CAIRO – 25 December 2019: Egypt stressed adherence to its proposal regarding filling and operating the Grand Ethiopian Renaissance Dam, the Ministry of Water Resources said, after “malicious” reports claiming that Egypt abandoned one of its main conditions.
Egypt affirms its keenness, during negotiations around the (Grand Ethiopian) Renaissance Dam, to reach understanding and agreement with both Sudan and Ethiopia regarding the rules for filling and operating the dam, especially during periods of drought and prolonged drought, the ministry said in a statement.
It also confirms endeavor to reach a compromise formula that achieves the interest of the three countries, represented in the right of Ethiopia to achieve the development that it seeks, in a way that does not represent a grave danger to Egypt and ensures the flow of water to it (the Egyptian land) and guarantees (Egypt’s) right of life.
Egypt has presented an alternative formula to link the two dams (GERD and Egypt’s Aswan High Dam), in the interests of both sides.

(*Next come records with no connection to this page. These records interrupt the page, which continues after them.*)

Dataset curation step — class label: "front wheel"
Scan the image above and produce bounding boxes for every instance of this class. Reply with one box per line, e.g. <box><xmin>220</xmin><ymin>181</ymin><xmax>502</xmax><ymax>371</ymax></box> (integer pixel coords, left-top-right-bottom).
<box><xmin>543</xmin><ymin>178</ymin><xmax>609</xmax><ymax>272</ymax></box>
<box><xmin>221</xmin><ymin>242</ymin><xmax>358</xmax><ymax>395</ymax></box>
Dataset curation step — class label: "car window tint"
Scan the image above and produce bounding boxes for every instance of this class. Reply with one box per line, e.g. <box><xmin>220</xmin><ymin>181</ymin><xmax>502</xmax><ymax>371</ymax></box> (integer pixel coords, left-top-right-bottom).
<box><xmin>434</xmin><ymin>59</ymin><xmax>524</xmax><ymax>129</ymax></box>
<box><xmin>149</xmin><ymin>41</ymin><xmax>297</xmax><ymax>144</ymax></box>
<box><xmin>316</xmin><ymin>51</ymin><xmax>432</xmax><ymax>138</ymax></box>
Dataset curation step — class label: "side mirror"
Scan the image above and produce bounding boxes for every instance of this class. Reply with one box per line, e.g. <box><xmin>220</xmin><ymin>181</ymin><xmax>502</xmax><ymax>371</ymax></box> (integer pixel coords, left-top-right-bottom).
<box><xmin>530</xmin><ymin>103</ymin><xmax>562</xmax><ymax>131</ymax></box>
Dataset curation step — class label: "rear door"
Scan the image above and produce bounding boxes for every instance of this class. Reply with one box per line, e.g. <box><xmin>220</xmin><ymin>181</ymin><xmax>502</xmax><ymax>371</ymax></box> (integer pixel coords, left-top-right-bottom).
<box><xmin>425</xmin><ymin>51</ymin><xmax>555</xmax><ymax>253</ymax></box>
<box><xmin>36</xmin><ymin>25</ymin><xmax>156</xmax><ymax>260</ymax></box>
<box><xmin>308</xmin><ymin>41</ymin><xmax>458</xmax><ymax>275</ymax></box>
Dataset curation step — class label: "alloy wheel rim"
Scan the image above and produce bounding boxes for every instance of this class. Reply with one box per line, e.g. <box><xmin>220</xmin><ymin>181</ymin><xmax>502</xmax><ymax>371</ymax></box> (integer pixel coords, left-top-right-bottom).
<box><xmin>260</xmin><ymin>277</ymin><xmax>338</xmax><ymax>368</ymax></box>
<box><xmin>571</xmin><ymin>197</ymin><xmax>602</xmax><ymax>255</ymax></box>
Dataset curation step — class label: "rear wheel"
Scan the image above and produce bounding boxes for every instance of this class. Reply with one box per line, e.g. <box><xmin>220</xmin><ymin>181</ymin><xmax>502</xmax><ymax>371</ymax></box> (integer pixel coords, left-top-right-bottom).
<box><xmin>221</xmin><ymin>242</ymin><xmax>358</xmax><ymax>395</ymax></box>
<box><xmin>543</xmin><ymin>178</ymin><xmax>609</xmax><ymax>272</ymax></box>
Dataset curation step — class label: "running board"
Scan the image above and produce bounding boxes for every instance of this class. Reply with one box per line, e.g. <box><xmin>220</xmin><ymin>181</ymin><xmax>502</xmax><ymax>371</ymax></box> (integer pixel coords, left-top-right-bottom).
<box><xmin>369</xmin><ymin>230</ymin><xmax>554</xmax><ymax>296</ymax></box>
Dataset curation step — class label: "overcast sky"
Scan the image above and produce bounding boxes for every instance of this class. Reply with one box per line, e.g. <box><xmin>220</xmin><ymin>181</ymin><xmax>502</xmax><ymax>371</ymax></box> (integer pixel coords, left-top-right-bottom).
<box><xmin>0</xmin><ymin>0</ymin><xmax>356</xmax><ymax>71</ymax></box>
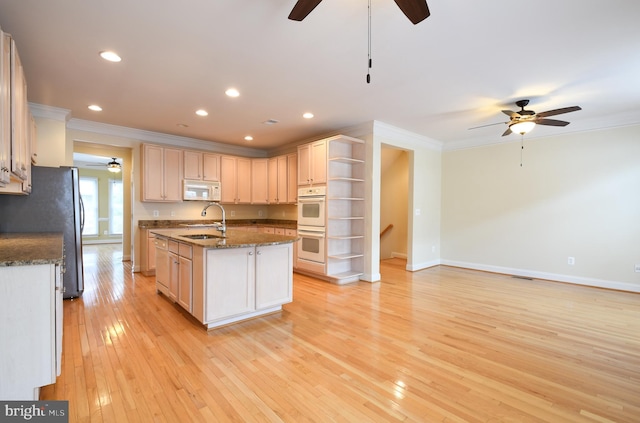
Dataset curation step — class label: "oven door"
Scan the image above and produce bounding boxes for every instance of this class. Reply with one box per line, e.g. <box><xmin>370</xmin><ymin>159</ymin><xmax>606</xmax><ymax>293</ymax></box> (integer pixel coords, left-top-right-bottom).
<box><xmin>298</xmin><ymin>227</ymin><xmax>325</xmax><ymax>265</ymax></box>
<box><xmin>298</xmin><ymin>196</ymin><xmax>325</xmax><ymax>227</ymax></box>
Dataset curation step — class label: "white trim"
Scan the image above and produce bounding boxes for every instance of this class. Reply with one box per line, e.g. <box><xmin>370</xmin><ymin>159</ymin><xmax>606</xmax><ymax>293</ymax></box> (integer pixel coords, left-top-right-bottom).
<box><xmin>406</xmin><ymin>260</ymin><xmax>442</xmax><ymax>272</ymax></box>
<box><xmin>373</xmin><ymin>120</ymin><xmax>444</xmax><ymax>151</ymax></box>
<box><xmin>29</xmin><ymin>103</ymin><xmax>71</xmax><ymax>122</ymax></box>
<box><xmin>67</xmin><ymin>118</ymin><xmax>267</xmax><ymax>157</ymax></box>
<box><xmin>360</xmin><ymin>273</ymin><xmax>382</xmax><ymax>282</ymax></box>
<box><xmin>441</xmin><ymin>260</ymin><xmax>640</xmax><ymax>293</ymax></box>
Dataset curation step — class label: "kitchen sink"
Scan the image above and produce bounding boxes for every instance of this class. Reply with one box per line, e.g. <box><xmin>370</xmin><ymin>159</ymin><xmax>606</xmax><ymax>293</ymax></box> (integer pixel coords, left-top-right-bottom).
<box><xmin>180</xmin><ymin>234</ymin><xmax>224</xmax><ymax>239</ymax></box>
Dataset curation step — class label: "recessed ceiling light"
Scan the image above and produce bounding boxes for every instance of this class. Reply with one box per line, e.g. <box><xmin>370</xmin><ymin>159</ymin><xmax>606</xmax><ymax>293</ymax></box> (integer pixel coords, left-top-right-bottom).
<box><xmin>224</xmin><ymin>88</ymin><xmax>240</xmax><ymax>97</ymax></box>
<box><xmin>100</xmin><ymin>51</ymin><xmax>122</xmax><ymax>62</ymax></box>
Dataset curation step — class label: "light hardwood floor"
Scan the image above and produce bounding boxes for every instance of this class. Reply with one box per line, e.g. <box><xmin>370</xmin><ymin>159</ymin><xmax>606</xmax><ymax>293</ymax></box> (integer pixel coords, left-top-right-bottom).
<box><xmin>41</xmin><ymin>246</ymin><xmax>640</xmax><ymax>423</ymax></box>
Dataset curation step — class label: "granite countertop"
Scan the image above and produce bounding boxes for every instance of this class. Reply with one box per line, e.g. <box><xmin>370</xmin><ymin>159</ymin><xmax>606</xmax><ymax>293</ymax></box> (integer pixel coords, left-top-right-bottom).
<box><xmin>138</xmin><ymin>219</ymin><xmax>298</xmax><ymax>229</ymax></box>
<box><xmin>0</xmin><ymin>233</ymin><xmax>64</xmax><ymax>267</ymax></box>
<box><xmin>151</xmin><ymin>228</ymin><xmax>298</xmax><ymax>248</ymax></box>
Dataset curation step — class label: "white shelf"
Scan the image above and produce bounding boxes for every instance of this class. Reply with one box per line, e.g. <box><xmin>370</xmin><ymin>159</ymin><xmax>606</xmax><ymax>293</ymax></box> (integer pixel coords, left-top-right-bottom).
<box><xmin>329</xmin><ymin>157</ymin><xmax>364</xmax><ymax>164</ymax></box>
<box><xmin>329</xmin><ymin>252</ymin><xmax>364</xmax><ymax>260</ymax></box>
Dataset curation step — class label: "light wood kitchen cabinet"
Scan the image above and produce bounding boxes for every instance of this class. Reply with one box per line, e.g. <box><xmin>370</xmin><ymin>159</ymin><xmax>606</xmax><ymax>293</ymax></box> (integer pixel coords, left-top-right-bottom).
<box><xmin>269</xmin><ymin>156</ymin><xmax>289</xmax><ymax>204</ymax></box>
<box><xmin>287</xmin><ymin>153</ymin><xmax>298</xmax><ymax>204</ymax></box>
<box><xmin>251</xmin><ymin>159</ymin><xmax>269</xmax><ymax>204</ymax></box>
<box><xmin>203</xmin><ymin>247</ymin><xmax>255</xmax><ymax>324</ymax></box>
<box><xmin>183</xmin><ymin>150</ymin><xmax>202</xmax><ymax>180</ymax></box>
<box><xmin>184</xmin><ymin>150</ymin><xmax>220</xmax><ymax>182</ymax></box>
<box><xmin>142</xmin><ymin>144</ymin><xmax>183</xmax><ymax>202</ymax></box>
<box><xmin>298</xmin><ymin>140</ymin><xmax>327</xmax><ymax>186</ymax></box>
<box><xmin>177</xmin><ymin>243</ymin><xmax>193</xmax><ymax>313</ymax></box>
<box><xmin>154</xmin><ymin>235</ymin><xmax>171</xmax><ymax>297</ymax></box>
<box><xmin>0</xmin><ymin>264</ymin><xmax>63</xmax><ymax>400</ymax></box>
<box><xmin>220</xmin><ymin>156</ymin><xmax>251</xmax><ymax>204</ymax></box>
<box><xmin>0</xmin><ymin>30</ymin><xmax>11</xmax><ymax>187</ymax></box>
<box><xmin>255</xmin><ymin>244</ymin><xmax>293</xmax><ymax>310</ymax></box>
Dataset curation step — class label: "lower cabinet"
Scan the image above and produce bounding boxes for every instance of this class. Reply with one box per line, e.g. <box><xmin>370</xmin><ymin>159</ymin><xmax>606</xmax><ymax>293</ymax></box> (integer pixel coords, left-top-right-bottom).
<box><xmin>194</xmin><ymin>243</ymin><xmax>293</xmax><ymax>328</ymax></box>
<box><xmin>0</xmin><ymin>264</ymin><xmax>62</xmax><ymax>400</ymax></box>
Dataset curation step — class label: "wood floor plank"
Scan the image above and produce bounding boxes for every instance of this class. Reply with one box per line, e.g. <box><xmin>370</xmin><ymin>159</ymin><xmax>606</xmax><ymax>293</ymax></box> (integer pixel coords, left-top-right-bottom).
<box><xmin>41</xmin><ymin>245</ymin><xmax>640</xmax><ymax>423</ymax></box>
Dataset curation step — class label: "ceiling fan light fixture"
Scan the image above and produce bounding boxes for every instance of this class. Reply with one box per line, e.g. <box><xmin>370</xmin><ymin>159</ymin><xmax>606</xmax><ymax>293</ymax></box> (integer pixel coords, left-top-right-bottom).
<box><xmin>509</xmin><ymin>120</ymin><xmax>536</xmax><ymax>135</ymax></box>
<box><xmin>107</xmin><ymin>157</ymin><xmax>122</xmax><ymax>173</ymax></box>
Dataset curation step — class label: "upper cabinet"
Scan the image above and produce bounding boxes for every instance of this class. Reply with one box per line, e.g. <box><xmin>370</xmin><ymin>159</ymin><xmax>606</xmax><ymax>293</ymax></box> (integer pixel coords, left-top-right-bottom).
<box><xmin>142</xmin><ymin>144</ymin><xmax>182</xmax><ymax>202</ymax></box>
<box><xmin>0</xmin><ymin>31</ymin><xmax>36</xmax><ymax>194</ymax></box>
<box><xmin>184</xmin><ymin>150</ymin><xmax>220</xmax><ymax>182</ymax></box>
<box><xmin>298</xmin><ymin>140</ymin><xmax>327</xmax><ymax>186</ymax></box>
<box><xmin>220</xmin><ymin>156</ymin><xmax>251</xmax><ymax>204</ymax></box>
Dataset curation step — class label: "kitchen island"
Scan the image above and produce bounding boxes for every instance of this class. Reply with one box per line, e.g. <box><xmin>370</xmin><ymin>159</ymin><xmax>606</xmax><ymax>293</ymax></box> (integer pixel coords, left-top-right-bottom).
<box><xmin>152</xmin><ymin>228</ymin><xmax>297</xmax><ymax>329</ymax></box>
<box><xmin>0</xmin><ymin>233</ymin><xmax>64</xmax><ymax>401</ymax></box>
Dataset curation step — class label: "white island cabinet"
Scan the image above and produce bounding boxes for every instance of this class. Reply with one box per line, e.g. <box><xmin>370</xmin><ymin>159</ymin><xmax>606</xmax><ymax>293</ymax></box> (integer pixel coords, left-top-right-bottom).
<box><xmin>156</xmin><ymin>230</ymin><xmax>296</xmax><ymax>329</ymax></box>
<box><xmin>0</xmin><ymin>234</ymin><xmax>62</xmax><ymax>401</ymax></box>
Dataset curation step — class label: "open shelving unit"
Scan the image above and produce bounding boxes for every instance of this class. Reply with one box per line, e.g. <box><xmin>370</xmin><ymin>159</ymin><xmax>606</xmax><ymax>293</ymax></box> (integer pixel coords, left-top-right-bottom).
<box><xmin>326</xmin><ymin>135</ymin><xmax>365</xmax><ymax>284</ymax></box>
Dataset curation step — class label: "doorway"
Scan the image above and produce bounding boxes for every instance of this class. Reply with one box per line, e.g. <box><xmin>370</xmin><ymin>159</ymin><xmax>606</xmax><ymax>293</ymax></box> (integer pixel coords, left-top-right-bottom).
<box><xmin>380</xmin><ymin>145</ymin><xmax>409</xmax><ymax>260</ymax></box>
<box><xmin>73</xmin><ymin>141</ymin><xmax>133</xmax><ymax>261</ymax></box>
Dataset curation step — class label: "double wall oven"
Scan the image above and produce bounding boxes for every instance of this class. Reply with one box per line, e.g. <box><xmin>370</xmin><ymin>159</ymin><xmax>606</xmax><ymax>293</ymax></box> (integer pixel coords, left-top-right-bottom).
<box><xmin>297</xmin><ymin>186</ymin><xmax>327</xmax><ymax>273</ymax></box>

The ministry has denied recent reports regarding Egypt's abandonment of its condition to have 40 billion cubic meters of Nile water annually, as part of negotiations to fill and operate GERD.
It is necessary to clarify that Egypt is demanding the passage and flow of 40 billion cubic meters annually from the Blue Nile River, which is the average during periods of drought and prolonged drought, as a similar case to what happened during the period from 1979 to 1987, the statement read.
The Egyptian, Sudanese and Ethiopian water resources and irrigation ministers agreed to continue their technical discussions on all unresolved issues concerning the Grand Ethiopian Renaissance Dam (GERD) project during their next meeting on January 9-10 in Addis Ababa, according to an Egyptian government statement earlier in December.
Egypt and Ethiopia are at loggerheads over the $4-billion dam; Cairo voiced concern over its water share [55.5 billion cubic meters] after Ethiopia started building the dam on the Blue Nile in May 2011. A series of tripartite talks between the two countries along with Sudan began in 2014. One year later, the three countries signed the Declaration of Principles, per which the downstream countries [Egypt and Sudan] should not be negatively affected by the construction of the dam.
However, Cairo has blamed Addis Ababa for hindering a final agreement concerning a technical problem, calling for activating the Article No. 10 of the Declaration of Principles, which stipulates that if the three countries could not find a solution to these differences, they have to ask for mediation.
Later, the United States sent an invitation to the three countries to resume the talks. Meetings were held with foreign and water ministers of Egypt and Upper stream countries, in the presence of United States Secretary of Treasury Steven Mnuchin and a representative from the World Bank.
President Donald Trump praised the meeting with the top representatives ofthe three countries, saying on his Twitter that it “went well and discussions will continue during the day!”
President Abdel Fatah al-Sisi also lauded the constructive and pivotal role played by President Trump and the US, which reflects the depth of the strategic relations between Egypt and the United States. The president said that this would contribute to reaching an agreement on the filling and operation of GERD and promoting stability and development in East Africa.